Christophe Goineau, directeur de création de la soie masculine chez Hermès : « Ce sont les détails invisibles qui font toute la différence »

© Fernando Marroquin

Christophe Goineau travaille depuis presque quatre décennies chez Hermès et est encore éperdument amoureux de son métier. Ce qui continue de le fasciner ? L’obsession de la qualité. Plongée dans la tête et le cœur du créateur de la soie masculine d’Hermès.

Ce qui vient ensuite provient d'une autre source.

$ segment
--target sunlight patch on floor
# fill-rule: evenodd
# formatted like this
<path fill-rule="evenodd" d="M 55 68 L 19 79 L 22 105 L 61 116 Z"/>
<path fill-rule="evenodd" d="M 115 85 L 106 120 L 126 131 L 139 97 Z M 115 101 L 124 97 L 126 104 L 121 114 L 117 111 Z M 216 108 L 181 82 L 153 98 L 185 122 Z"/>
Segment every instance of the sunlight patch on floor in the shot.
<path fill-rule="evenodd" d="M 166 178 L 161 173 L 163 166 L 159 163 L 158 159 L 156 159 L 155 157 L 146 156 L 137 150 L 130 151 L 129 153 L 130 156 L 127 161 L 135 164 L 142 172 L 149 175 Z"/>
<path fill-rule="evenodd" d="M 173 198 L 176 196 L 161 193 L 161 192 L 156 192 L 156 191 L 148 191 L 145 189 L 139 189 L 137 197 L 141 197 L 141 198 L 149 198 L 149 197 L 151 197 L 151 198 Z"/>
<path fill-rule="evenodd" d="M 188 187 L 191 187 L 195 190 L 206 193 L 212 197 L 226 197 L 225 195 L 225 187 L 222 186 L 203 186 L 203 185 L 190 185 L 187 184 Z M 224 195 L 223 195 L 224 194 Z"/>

Dans une fashionsphère qui tourne de plus en plus vite, où les directeurs créatifs passent de maison en maison, Hermès représente la confiance et la stabilité. Véronique Nichanian, directrice artistique de de l’univers masculin, est même seule à occuper cette position dans une maison depuis aussi longtemps. Et cela se ressent dans son équipe. Christophe Goineau, directeur de création de la soie masculine, est lui entré chez Hermès à 21 ans et il n’en est jamais reparti. « Quand j’ai commencé, il y a 38 ans, j’ai vraiment eu la sensation que ma carrière débutait : j’ai découvert que mon métier pouvait devenir ma passion », confie-t-il. Assis à côté de moi, vêtu d’un cardigan bleu marine et d’une cravate à pois un brin espiègle, il poursuit : « Le plus passionnant, chez Hermès, c’est le produit. Les gens ici sont obsédés par la qualité et les détails. Les valeurs qui m’ont été transmises à l’époque me guident encore aujourd’hui. L’entreprise a évolué au fil des années, mais l’attention portée à la qualité n’a jamais changé. Quand je n’étais encore qu’un tout jeune homme dans sa vingtaine, cette obsession du produit m’étonnait. Je me disais : “Si on maîtrise le savoir-faire, pourquoi chercher à le perfectionner encore et encore ?” Un ancien m’a répondu : “On doit travailler sur la qualité chaque jour. On ne peut pas arrêter, car si on le fait, une petite chose va changer, puis une autre, et à un moment, sans qu’on ait réalisé comment, le produit sera devenu moins bon qu’avant.” Je ne comprenais pas tout à fait à l’époque. Mais aujourd’hui, j’ai compris que c’est une attention de tous les jours pour maintenir ce niveau de qualité, au cœur de nos produits et nos valeurs.»

La quête de la pertinence

« En parallèle de cette exigence de qualité, la question que je me pose au début de chaque nouvelle saison est toujours : qu’est-ce qui est pertinent aujourd’hui ? Qu’est-ce que les hommes veulent aujourd’hui ? Un design doit être un dialogue entre le produit et le client. J’ai quatre éléments avec lesquels jouer : la matière, le dessin, la couleur et la forme. En modifiant ne fût-ce qu’un seul de ces quatre éléments, on obtient quelque chose de complètement nouveau. Tout existe déjà, mais en recomposant différemment, on obtient de la nouveauté. Pour moi, l’innovation et la tradition sont indissociables. Je m’inspire souvent de nos propres archives et je suis régulièrement surpris par l’audace des produits que nous avons réalisés dans le passé. Le monde de la mode aujourd’hui est parfois plus sage. Chez Hermès, la liberté de création prime. Ce qui est typique du temps présent, ce sont les innovations technologiques, comme de nouvelles techniques d’impression ou les mélanges de fibres, mais chez Hermès, une innovation doit toujours servir un but. Nous n’innovons pas pour innover, mais pour soutenir une idée. Ainsi, il y a quelques années, nous avons fusionné deux motifs : un plus graphique et un autre des archives, avec des étriers et des chevaux. En combinant ces deux foulards, on a obtenu une pièce abstraite avec, grâce aux couleurs, un motif puissant. On l’a appelé “ Imprimeur fou”, comme si l’artisan avait eu un coup de folie. »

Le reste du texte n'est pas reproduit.